Big Trouble was originally scheduled for release on September 21, 2001, and had a strong advertising push. The September 11 attacks of that year made the film's comedic smuggling of a nuclear device onto an airplane unpalatable. Consequently, the film was pushed back until April 2002, and the promotion campaign was toned down almost to the point of abandonment.

== Reception ==
Big Trouble came quietly to American theaters and left quickly afterwards, receiving mixed reviews and being generally ignored by audiences, becoming a box office bomb.
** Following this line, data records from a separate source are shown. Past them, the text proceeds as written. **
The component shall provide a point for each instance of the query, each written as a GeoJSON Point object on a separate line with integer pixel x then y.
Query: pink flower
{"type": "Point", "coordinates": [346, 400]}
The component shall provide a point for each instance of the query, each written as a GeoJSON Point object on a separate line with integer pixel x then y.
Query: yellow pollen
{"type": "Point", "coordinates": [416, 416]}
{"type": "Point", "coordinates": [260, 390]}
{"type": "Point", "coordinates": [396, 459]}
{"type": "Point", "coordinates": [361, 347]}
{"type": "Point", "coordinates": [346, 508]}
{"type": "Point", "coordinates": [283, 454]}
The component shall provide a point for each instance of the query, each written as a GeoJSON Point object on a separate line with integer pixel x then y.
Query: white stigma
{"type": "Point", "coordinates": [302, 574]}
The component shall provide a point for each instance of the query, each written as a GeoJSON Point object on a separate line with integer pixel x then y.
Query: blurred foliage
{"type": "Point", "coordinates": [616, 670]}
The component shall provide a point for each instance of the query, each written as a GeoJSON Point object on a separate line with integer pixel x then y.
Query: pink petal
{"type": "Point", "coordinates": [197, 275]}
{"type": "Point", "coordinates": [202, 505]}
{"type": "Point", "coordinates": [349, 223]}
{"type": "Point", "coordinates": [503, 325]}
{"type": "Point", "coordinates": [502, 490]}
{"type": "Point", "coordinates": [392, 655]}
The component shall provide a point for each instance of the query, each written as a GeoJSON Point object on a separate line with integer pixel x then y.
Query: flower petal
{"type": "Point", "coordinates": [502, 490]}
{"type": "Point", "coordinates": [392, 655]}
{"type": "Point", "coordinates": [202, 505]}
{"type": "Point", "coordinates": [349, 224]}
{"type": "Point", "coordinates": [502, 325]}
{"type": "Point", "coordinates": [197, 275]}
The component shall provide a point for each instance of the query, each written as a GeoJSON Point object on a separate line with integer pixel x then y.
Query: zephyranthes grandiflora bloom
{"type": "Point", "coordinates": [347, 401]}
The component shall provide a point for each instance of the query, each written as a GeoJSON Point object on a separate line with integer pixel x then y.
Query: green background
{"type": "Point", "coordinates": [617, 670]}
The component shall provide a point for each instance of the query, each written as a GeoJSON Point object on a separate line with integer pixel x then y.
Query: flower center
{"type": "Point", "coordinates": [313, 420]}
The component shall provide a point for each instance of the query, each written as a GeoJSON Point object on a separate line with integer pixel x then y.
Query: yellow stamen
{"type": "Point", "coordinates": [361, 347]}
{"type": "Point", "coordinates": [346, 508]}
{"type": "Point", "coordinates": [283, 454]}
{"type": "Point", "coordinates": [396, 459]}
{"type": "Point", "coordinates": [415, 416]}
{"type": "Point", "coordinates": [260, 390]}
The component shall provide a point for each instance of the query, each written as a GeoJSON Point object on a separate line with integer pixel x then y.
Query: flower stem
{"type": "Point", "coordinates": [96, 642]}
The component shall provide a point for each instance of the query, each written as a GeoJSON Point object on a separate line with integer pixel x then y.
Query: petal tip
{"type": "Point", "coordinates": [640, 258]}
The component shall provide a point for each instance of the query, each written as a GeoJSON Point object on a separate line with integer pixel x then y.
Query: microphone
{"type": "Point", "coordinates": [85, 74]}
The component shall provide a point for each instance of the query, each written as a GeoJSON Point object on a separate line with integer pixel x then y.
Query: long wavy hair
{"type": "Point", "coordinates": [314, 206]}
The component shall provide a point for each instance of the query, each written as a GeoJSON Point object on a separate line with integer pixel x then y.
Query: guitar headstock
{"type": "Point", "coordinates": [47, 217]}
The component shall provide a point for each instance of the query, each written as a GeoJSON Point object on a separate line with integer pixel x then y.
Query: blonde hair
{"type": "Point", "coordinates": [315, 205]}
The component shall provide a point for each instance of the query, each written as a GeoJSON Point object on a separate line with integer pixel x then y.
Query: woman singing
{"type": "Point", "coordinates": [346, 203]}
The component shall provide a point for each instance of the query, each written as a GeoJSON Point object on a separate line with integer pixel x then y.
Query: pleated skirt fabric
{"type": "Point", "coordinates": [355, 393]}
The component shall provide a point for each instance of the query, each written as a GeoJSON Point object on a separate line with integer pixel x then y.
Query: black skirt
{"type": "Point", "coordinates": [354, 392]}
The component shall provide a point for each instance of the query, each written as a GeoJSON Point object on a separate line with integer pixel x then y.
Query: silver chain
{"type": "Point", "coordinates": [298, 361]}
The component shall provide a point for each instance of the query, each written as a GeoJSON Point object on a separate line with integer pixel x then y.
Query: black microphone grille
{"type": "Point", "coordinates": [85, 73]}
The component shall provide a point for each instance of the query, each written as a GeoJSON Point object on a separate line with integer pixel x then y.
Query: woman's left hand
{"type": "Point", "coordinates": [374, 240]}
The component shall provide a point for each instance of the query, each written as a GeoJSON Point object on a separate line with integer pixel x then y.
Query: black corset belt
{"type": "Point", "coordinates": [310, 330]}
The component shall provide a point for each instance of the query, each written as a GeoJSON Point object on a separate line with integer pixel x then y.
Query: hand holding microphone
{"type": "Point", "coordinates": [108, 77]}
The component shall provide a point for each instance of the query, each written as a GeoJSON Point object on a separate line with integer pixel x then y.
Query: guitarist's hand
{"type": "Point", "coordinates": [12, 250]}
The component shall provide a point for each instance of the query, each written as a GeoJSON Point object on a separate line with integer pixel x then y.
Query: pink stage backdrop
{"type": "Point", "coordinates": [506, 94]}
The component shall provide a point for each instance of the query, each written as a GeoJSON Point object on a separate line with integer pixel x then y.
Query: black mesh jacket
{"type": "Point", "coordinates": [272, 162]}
On Rotten Tomatoes, it has an approval rating of 48% based on 111 reviews, with an average rating of 5.5/10. The site's consensus is "With its large cast and frantic comic pacing, Big Trouble labors for slapstick-style hilarity, but it never really gains steam." On Metacritic, it has a score of 47% based on reviews from 32 critics, indicating "mixed or average" reviews. Audiences polled by CinemaScore gave the film an average grade of "C+" on an A+ to F scale.

Joe Leydon of Variety called it "A genially amusing ensemble farce that doesn't quite achieve enough momentum for liftoff."